Why It Works: The almond or oat milk gives a creamy texture without any dairy—perfect for warm days.
Calories: About 150 per serving.
2. Vegan Hash Browns
Ingredients:
- 2 medium potatoes, grated
 - 1 tablespoon cooking oil
 - Salt and pepper to taste
 
Instructions:
- Squeeze excess water from grated potatoes using a clean towel.
 - Shape into small patties.
 - Heat oil in a skillet and fry for 5–7 minutes on each side until golden and crispy.
 
Why It Works: The crispy outside and tender inside mimic Tim Hortons’ style. Add fresh herbs for extra flavor.
3. Plant-Based Caramel Latte
Ingredients:
- 1 shot espresso or ½ cup strong coffee
 - 1 cup oat milk, heated
 - 1 teaspoon caramel syrup
 - Cinnamon for topping
 
Instructions:
- Froth the oat milk until light and creamy.
 - Pour milk over espresso.
 - Stir in caramel syrup and sprinkle cinnamon on top.
 
Why It Works: Oat milk creates a rich, smooth texture—just like your favorite drive-thru latte, but 100% dairy-free.
Bonus Tip: These recipes guarantee no dairy cross-contamination and can be adjusted for other dietary needs like soy-free or nut-free.
FAQs About Dairy-Free at Tim Hortons
What non-dairy milk options does Tim Hortons have?
In Canada, you can choose almond, oat, or soy milk. In the U.S., the options are almond, coconut, or oat milk. Most brewed coffee drinks come with these milk alternatives at no extra cost.
Are Tim Hortons bagels dairy-free?
Most bagel flavors, like plain and everything, do not have milk as an ingredient, but they may be made in areas where dairy is present. To keep them dairy-free, ask for no butter or cream cheese.
Can I order a dairy-free Iced Capp?
Yes. Ask for almond or oat milk instead of cream and skip the whipped topping. This version is a popular choice for people who are vegan or lactose-intolerant.
Does Tim Hortons have cross-contamination risks?

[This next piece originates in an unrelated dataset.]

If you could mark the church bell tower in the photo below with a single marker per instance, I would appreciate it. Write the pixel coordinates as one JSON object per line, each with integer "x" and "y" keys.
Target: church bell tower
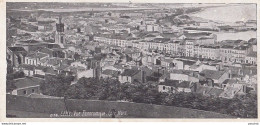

Yes. Since the same tools and equipment are used for dairy and non-dairy items, there is a chance of cross-contact. If you have a severe dairy allergy, it’s safest to check the latest allergen guide on Tim Hortons’ website.
What vegan items can I get at Tim Hortons?
Several dairy-free menu items are also vegan. Some examples are black coffee, hash browns, and bagels with jam. For more options, see Tim Hortons’ official vegan menu guide.
Wrapping Up
Tim Hortons has plenty of dairy-free drink options for coffee and tea lovers. You can easily customize your order with plant-based milks like oat, almond, or soy. While there is still a small risk of cross-contamination, knowing what to order and asking staff for help can make your visit smooth.
From my own visits across Canada and the U.S., I’ve found that an oat milk cold brew is always a safe and tasty choice. If you want to try something different, check out the dairy-free recipes above or explore other coffee shop alternatives.